Ortega and Pino (1996) in a comprehensive literature review on guava volatile compounds considering guava, pulp and guava puree, individually, reported the aldehydes, specially the C6 group, as important for guava aroma. They also considered the cinnamyc derivatives as possible contributors to balsamic aroma note perceived in ripe guava. Esters are predominant for sweet floral aroma.
3.2 Identification and quantification of guava nectar volatile compounds: heat treatment effect - time zero
Figure 3 is a typical gas chromatographic profile of guava nectar samples before (black) and after (gray) heat treatment. Table 1 summarizes the analysis of variance of volatile compounds content in guava nectar at time zero, no storage.

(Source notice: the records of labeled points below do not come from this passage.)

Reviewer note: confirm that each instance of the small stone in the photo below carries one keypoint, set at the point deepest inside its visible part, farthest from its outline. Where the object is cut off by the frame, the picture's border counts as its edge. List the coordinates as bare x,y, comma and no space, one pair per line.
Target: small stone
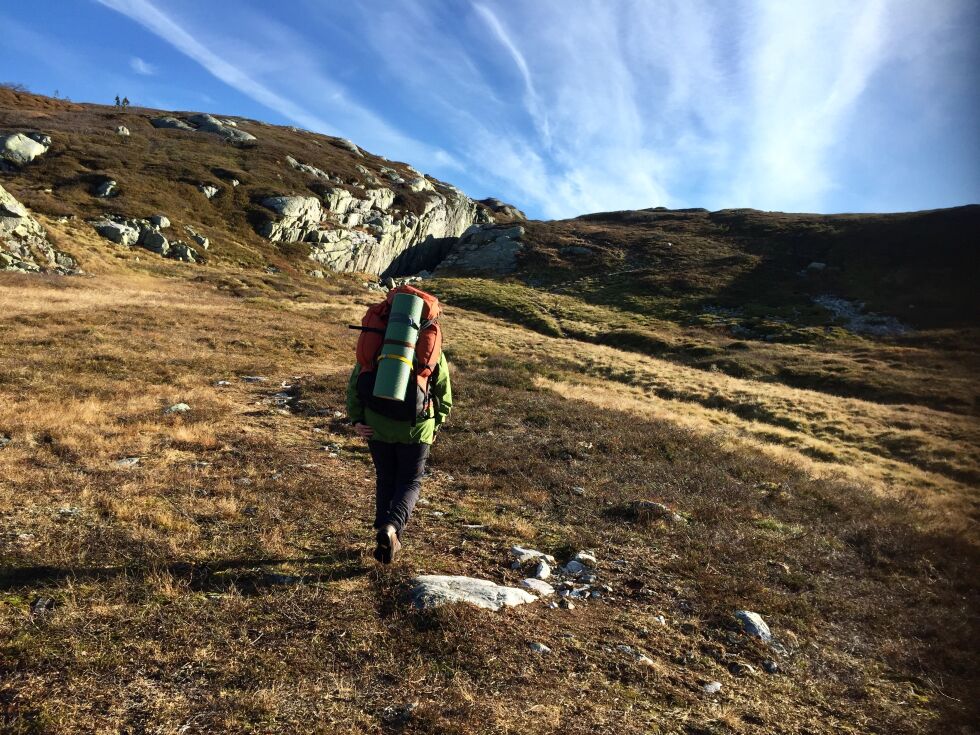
538,587
41,606
753,624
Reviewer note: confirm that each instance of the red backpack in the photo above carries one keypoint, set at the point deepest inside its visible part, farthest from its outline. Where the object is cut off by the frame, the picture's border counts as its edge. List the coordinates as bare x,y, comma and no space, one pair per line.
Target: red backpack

It can be seen in Figure 1 that in the control sample, 10 ºBrix, 1-C, all eight picks analyzed decreased in intensity after pasteurization, as compared to the same sample, not pasteurized. This decrease was higher, especially for pick 1 (hexanal) and pick 3 ((Z)-hex-3-enyl acetate). The analysis of variance of volatile compounds content at time zero, Table 1, did not detect significant effect of interaction formulation × heat treatment (p > 0.05) for any of the compounds in guava nectar. Even though there seems to be a decrease in the volatile compounds concentration due to heat treatment, as shown in a typical chromatogram, Figure 3, the analysis of variance, Table 1, only detected significant difference (p < 0.01) for hexanal, pick 1 and, (Z)-hex-3-enyl acetate, pick 3.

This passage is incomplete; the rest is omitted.